A detailed
structural analysis of 23 new crystal structures of (S)-phenylglycine amide benzaldimines with various substituents (CH3, Ph, OCH3, F, Cl, Br, NO2) on the benzylidene
is performed in this contribution. These compounds belong to the highly
studied family of Schiff bases. Etter’s nomenclature and Hirshfeld
surfaces are used to describe respectively the strong hydrogen bonds
and the secondary interactions existing in these compounds. Surprisingly,
all 23 obtained structures can be sorted into five types according
to their hydrogen bonding motifs. The potential interplay of steric
and electronic effects of the substituents on the resulting bonding
patterns, conformational features and packing was investigated. Our
analysis revealed that neither mesomeric/inductive factors of halogens
nor π–π stacking, C–H···π,
and other hydrophobic interactions affect the structural outcome.
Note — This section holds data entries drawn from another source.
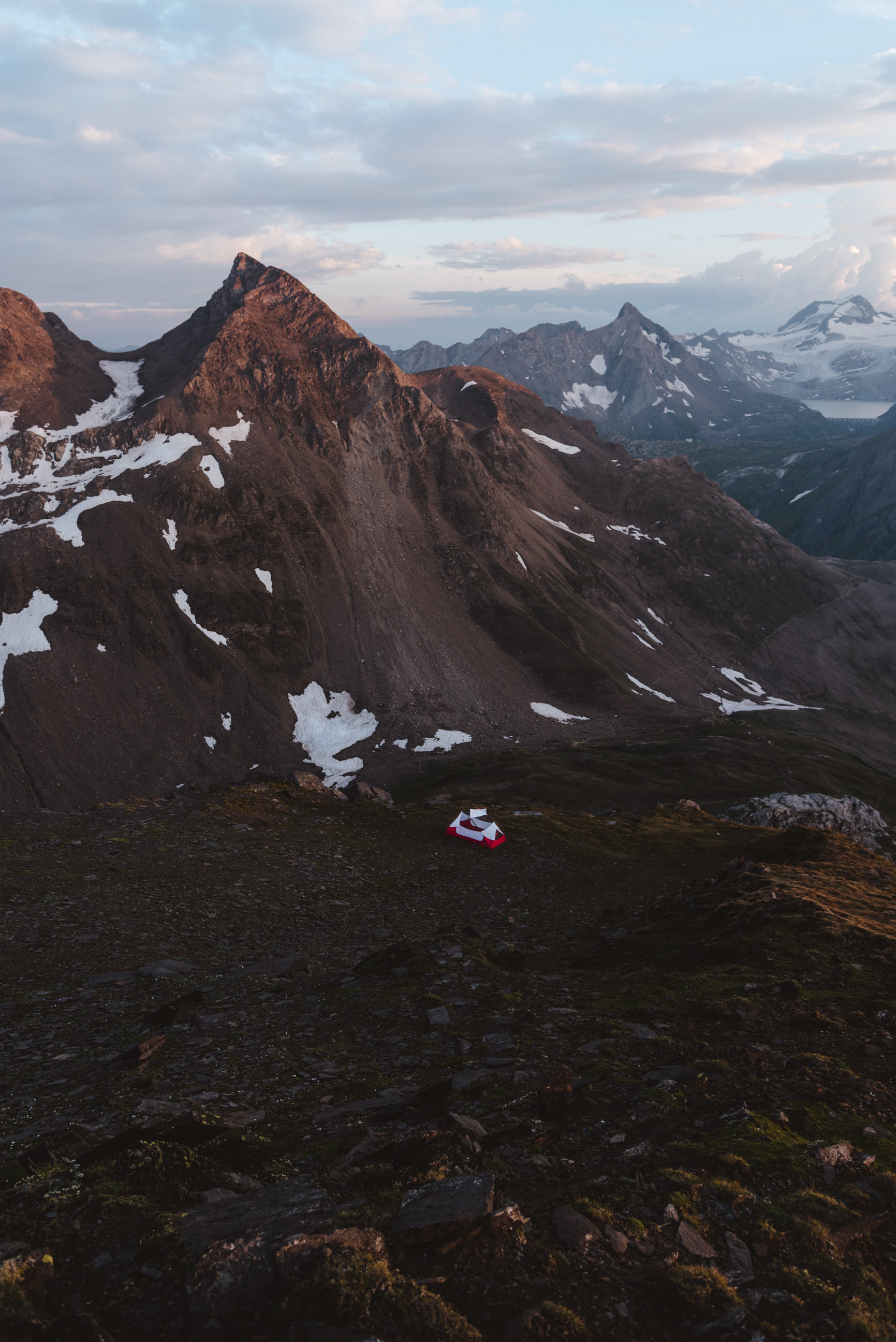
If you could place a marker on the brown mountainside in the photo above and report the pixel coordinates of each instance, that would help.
(269, 520)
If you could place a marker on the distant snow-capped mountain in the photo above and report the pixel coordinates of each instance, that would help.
(831, 351)
(634, 380)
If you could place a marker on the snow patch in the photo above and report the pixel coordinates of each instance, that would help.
(183, 603)
(212, 470)
(600, 396)
(655, 693)
(324, 726)
(116, 407)
(552, 443)
(548, 710)
(582, 536)
(650, 633)
(231, 434)
(635, 533)
(21, 633)
(742, 681)
(67, 528)
(729, 706)
(443, 741)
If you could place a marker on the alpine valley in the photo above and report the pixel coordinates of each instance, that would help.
(257, 543)
(291, 1063)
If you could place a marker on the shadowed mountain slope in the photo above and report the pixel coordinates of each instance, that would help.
(267, 545)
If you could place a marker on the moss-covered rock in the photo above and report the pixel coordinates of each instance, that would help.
(699, 1291)
(360, 1290)
(548, 1322)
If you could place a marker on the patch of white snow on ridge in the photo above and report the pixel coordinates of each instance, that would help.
(742, 681)
(636, 533)
(600, 396)
(183, 603)
(210, 468)
(582, 536)
(116, 407)
(548, 710)
(443, 741)
(324, 726)
(231, 434)
(67, 528)
(22, 633)
(655, 693)
(729, 706)
(650, 633)
(552, 443)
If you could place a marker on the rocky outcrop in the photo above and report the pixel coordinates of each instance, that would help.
(784, 810)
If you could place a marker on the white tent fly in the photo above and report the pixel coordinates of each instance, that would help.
(477, 826)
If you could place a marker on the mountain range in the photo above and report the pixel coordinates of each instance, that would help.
(634, 380)
(258, 544)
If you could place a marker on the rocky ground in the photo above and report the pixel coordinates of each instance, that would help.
(280, 1066)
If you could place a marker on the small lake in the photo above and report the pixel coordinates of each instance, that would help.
(849, 410)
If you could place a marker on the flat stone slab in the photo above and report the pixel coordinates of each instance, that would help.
(446, 1207)
(573, 1230)
(671, 1074)
(694, 1242)
(278, 1212)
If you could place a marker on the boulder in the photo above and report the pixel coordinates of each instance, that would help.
(573, 1230)
(230, 1278)
(285, 1209)
(440, 1209)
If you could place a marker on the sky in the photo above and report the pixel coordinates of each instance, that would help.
(432, 168)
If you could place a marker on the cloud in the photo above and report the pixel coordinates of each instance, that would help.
(747, 291)
(761, 238)
(513, 254)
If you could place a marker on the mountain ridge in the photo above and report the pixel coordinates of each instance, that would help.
(270, 545)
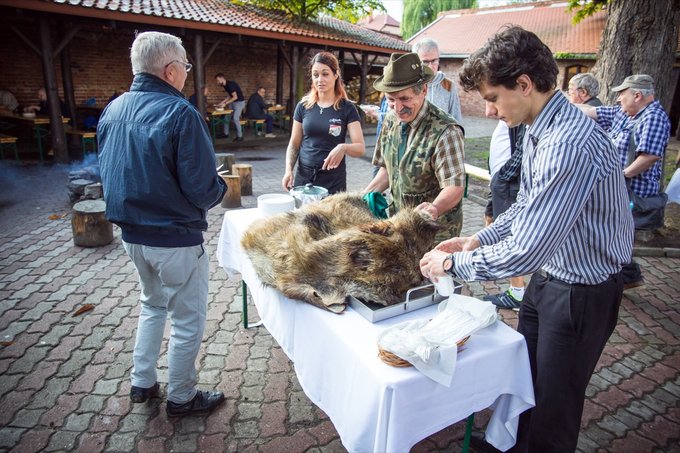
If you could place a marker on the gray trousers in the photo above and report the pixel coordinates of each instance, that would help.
(174, 282)
(238, 107)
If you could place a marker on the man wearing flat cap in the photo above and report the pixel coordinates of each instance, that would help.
(420, 147)
(640, 116)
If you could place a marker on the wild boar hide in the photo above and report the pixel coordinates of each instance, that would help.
(328, 250)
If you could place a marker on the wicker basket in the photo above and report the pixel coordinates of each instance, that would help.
(396, 361)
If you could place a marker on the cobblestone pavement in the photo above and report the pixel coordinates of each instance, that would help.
(64, 378)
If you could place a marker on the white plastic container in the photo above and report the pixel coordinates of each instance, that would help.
(275, 203)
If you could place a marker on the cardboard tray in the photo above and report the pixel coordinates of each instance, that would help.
(416, 298)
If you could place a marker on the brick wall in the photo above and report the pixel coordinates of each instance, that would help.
(100, 63)
(472, 103)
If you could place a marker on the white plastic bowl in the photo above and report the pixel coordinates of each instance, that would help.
(275, 203)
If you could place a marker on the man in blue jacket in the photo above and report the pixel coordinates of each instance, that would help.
(158, 172)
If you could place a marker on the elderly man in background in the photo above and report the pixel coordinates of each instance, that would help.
(583, 89)
(570, 227)
(441, 91)
(420, 149)
(158, 173)
(640, 129)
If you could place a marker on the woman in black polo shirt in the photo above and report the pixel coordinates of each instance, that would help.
(320, 125)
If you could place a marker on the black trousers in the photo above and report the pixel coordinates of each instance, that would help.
(566, 327)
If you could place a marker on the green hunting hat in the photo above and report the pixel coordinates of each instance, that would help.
(637, 81)
(403, 71)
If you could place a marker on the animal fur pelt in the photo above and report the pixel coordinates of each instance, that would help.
(328, 250)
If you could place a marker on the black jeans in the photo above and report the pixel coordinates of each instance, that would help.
(566, 327)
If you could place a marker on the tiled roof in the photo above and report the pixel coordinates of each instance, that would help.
(464, 31)
(383, 23)
(222, 15)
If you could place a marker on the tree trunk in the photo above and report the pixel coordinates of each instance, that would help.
(640, 37)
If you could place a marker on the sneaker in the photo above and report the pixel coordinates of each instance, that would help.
(203, 403)
(634, 284)
(504, 300)
(141, 394)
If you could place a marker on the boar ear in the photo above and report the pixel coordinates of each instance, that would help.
(383, 228)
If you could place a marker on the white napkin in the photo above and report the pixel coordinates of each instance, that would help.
(431, 345)
(445, 285)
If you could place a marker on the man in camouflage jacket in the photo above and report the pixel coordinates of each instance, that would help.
(420, 147)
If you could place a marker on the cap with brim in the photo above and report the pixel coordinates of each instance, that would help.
(637, 81)
(403, 71)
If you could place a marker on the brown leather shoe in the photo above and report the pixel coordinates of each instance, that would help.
(203, 403)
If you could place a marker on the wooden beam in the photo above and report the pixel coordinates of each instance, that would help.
(65, 40)
(199, 74)
(56, 126)
(211, 50)
(23, 38)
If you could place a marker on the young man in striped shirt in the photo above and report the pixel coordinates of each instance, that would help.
(571, 227)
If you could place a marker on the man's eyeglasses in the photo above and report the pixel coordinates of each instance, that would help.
(187, 66)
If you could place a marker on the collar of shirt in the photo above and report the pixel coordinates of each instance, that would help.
(419, 117)
(545, 117)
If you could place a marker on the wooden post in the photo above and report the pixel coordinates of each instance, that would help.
(232, 199)
(245, 171)
(56, 126)
(90, 227)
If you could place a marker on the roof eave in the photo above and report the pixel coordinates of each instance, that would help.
(37, 5)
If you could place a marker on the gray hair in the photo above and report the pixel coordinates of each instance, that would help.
(417, 89)
(152, 51)
(644, 92)
(425, 45)
(586, 81)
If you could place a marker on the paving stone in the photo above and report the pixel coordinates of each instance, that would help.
(10, 436)
(106, 387)
(27, 418)
(78, 422)
(120, 442)
(29, 360)
(92, 403)
(248, 411)
(184, 443)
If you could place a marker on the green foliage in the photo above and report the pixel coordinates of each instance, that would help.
(301, 10)
(419, 13)
(586, 9)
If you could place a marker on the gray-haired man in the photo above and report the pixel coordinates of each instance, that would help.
(441, 91)
(158, 172)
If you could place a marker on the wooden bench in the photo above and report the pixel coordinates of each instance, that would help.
(87, 139)
(257, 125)
(10, 142)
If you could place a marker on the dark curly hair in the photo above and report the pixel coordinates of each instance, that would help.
(510, 53)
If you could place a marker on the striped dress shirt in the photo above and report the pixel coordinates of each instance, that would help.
(571, 218)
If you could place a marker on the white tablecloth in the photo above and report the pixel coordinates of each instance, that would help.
(373, 406)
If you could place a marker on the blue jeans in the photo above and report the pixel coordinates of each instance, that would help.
(174, 282)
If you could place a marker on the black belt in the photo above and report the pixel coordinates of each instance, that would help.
(548, 276)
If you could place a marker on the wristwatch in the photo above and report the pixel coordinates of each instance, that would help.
(447, 265)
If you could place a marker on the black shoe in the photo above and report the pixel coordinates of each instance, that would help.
(141, 395)
(480, 445)
(203, 403)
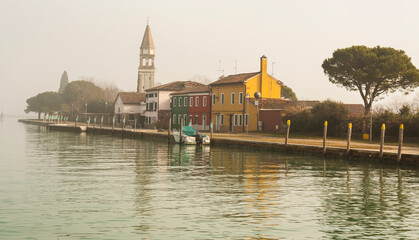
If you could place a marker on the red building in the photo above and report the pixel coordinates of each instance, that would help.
(199, 103)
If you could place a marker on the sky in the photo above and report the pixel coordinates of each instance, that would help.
(100, 40)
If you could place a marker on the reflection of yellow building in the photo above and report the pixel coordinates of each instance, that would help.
(230, 108)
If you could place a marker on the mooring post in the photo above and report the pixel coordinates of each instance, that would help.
(324, 137)
(169, 130)
(288, 132)
(212, 130)
(399, 152)
(113, 123)
(348, 145)
(180, 132)
(383, 131)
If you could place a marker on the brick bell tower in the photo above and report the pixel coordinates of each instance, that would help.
(146, 68)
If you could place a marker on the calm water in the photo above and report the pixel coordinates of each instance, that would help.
(62, 185)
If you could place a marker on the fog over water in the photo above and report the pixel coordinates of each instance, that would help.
(101, 39)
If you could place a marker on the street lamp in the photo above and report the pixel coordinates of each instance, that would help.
(257, 96)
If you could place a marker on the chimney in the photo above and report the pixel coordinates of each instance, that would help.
(263, 72)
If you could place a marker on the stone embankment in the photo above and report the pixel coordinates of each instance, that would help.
(359, 151)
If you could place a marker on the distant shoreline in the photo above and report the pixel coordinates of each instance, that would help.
(332, 152)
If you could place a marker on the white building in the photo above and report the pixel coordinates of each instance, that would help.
(158, 101)
(131, 105)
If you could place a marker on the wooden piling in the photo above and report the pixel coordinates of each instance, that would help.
(399, 152)
(348, 145)
(212, 130)
(324, 136)
(180, 132)
(383, 131)
(288, 132)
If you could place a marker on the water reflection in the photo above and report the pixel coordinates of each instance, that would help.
(96, 186)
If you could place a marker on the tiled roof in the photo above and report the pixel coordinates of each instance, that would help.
(176, 86)
(131, 97)
(147, 39)
(236, 78)
(198, 89)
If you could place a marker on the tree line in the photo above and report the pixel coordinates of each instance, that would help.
(78, 97)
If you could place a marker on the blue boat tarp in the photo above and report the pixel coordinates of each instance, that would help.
(188, 131)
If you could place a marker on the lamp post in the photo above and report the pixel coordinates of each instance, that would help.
(257, 96)
(247, 111)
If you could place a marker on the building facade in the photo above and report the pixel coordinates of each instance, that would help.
(132, 106)
(231, 109)
(158, 101)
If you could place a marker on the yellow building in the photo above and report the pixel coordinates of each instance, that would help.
(231, 108)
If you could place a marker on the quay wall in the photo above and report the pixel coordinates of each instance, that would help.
(332, 152)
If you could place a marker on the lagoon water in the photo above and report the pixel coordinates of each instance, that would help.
(63, 185)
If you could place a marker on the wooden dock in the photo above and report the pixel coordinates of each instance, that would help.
(410, 157)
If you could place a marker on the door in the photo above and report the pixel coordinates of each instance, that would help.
(204, 121)
(231, 122)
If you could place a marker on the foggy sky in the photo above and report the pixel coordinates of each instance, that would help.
(100, 39)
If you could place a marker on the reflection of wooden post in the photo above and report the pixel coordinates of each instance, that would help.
(288, 132)
(383, 131)
(399, 153)
(324, 137)
(169, 130)
(180, 133)
(348, 145)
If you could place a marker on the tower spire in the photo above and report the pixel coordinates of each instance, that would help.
(146, 67)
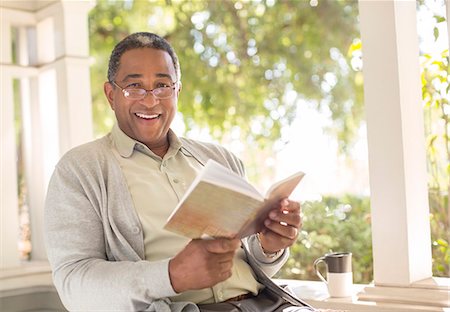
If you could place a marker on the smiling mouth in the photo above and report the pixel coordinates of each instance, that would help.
(147, 117)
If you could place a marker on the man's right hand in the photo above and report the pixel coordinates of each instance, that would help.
(202, 264)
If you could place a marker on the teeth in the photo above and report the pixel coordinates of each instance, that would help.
(147, 116)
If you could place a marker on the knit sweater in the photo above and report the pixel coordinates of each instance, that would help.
(94, 237)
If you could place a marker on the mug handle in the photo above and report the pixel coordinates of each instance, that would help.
(316, 269)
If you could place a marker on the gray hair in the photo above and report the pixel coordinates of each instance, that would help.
(136, 41)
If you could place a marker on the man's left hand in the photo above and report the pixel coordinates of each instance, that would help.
(281, 227)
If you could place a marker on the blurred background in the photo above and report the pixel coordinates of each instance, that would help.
(280, 84)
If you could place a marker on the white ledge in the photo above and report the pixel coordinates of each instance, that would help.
(429, 295)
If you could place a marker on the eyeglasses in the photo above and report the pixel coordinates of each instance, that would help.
(160, 93)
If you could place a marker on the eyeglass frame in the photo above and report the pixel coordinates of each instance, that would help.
(173, 86)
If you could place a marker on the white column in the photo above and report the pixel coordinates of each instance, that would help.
(62, 111)
(397, 161)
(9, 216)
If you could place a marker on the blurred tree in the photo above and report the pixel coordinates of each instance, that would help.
(244, 63)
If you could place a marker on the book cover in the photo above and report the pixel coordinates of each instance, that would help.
(220, 203)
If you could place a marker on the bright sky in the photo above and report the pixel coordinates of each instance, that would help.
(315, 152)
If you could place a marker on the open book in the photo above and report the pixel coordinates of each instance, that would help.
(220, 203)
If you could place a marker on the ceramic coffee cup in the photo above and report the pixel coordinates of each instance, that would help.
(338, 271)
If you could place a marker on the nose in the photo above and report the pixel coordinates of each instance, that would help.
(149, 99)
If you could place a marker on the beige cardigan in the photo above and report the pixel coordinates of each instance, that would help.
(94, 238)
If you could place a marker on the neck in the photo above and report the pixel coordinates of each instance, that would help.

The type affiliation is rather due to the interplay of three parameters:
(1) the number of strong hydrogen bonds forming the motif (thermodynamic
factor), (2) the ease with which the motif is formed (kinetic factor),
and (3) the capacity of the motif to accommodate substituents on the
different positions (steric factor). It was thus possible to suggest
a stability ranking of the five structural types and to identify stable
forms when polymorphism was encountered.